As Christians, we emphasize the importance of knowing our identity in Christ. Our personal identity also builds on other things, such as moral values, interests, experiences, etc. Our identity is personal; it is how we choose to view ourselves.
Say that you come from a wealthy home, and everyone you know is wealthy. You have little idea of what poverty even means. You don’t see your social class as a significant part of your identity because it is not individual or unique to you. Everyone you know is that way.
In a similar way, being white in America is normal. Especially for those who grew up in white communities, being white is not something integral to personal identity. While this is a completely natural process, I would argue that this overlooking of one’s own ethnic background is detrimental. Whether we realize it or not, our racial background affects our culture, perspective and a variety of other things. Unfortunately, it is easy to become so comfortable with being white that these things are not even noticed.

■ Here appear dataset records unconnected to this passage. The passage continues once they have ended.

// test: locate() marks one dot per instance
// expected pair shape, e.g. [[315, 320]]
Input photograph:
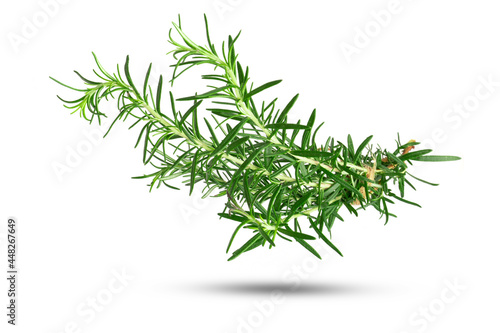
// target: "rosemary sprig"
[[273, 172]]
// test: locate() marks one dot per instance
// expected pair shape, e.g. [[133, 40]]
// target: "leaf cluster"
[[279, 180]]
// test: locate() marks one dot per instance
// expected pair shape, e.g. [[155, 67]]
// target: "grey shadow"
[[304, 288]]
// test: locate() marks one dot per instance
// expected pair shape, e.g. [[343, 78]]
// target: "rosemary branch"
[[253, 155]]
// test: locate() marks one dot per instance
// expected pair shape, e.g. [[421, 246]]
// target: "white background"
[[78, 231]]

Do you know your ethnic heritage? Are you Irish, German, Norwegian or from somewhere else? Do you know why your ancestors came to America? Do you know how they made a living or what their culture was like? Do you know what their celebrations were like?

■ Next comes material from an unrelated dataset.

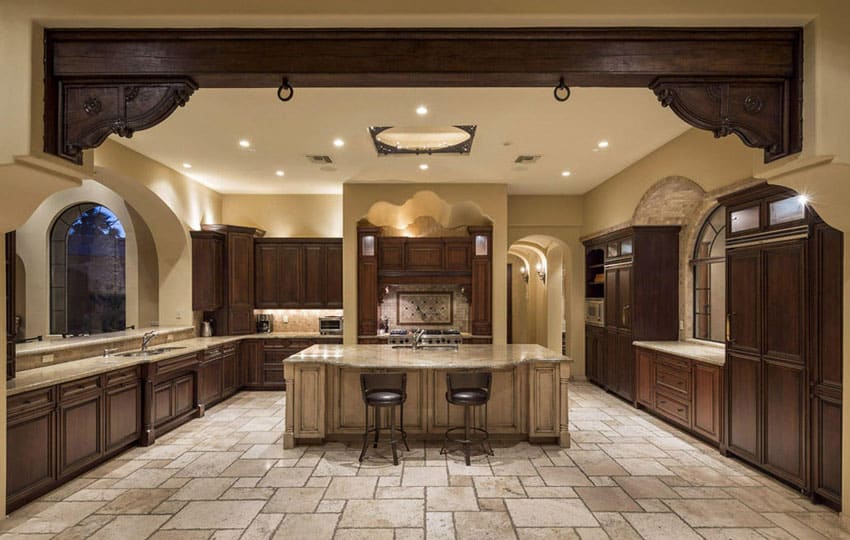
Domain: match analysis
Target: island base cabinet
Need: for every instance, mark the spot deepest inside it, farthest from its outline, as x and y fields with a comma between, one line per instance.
x=30, y=446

As someone who is half Dutch, I value my heritage. We make Oliebollen (Dutch doughnuts) for New Years Eve. My uncle is a cheese farmer. While I am definitely American, there is an understanding of a historical culture that also influences me. This history helps give me a sense of pride that contributes greatly to my personal identity.
Yet there are many of us who have no idea what our ethnic background is. Or, we’re so mixed that it’s hard to get a feeling of personal identity without feeling like a mutt. In these cases, as well as for those who know some of their families’ history, I think it is important to consider what it means to be white in America. Generally, as white people, we rarely have to think about our skin color. We rarely feel self-conscious or out of place simply because we’re white. Many have never experienced their whiteness until they travel internationally. However, I don’t think you have to leave the country to experience life as a minority. You definitely don’t have to leave the country to at least think about your culture and environment.
Why do I suggest that we begin to realize how much race influences our identity? Because I believe that white people are the last to see their race as a part of their identity. This lack of identity leaves us feeling insecure and fearful when others begin to promote their racial identity as being important. We don’t understand our own identity because it’s never been challenged. Yet, as soon as it is challenged, we are unable to say what our culture or history is.
It is a common assumption that a disregard or lack of pride for ethnicity will promote diversity and inclusion. I don’t believe this. For diverse communities to exist and thrive, each individual must be affirmed in their unique attributes.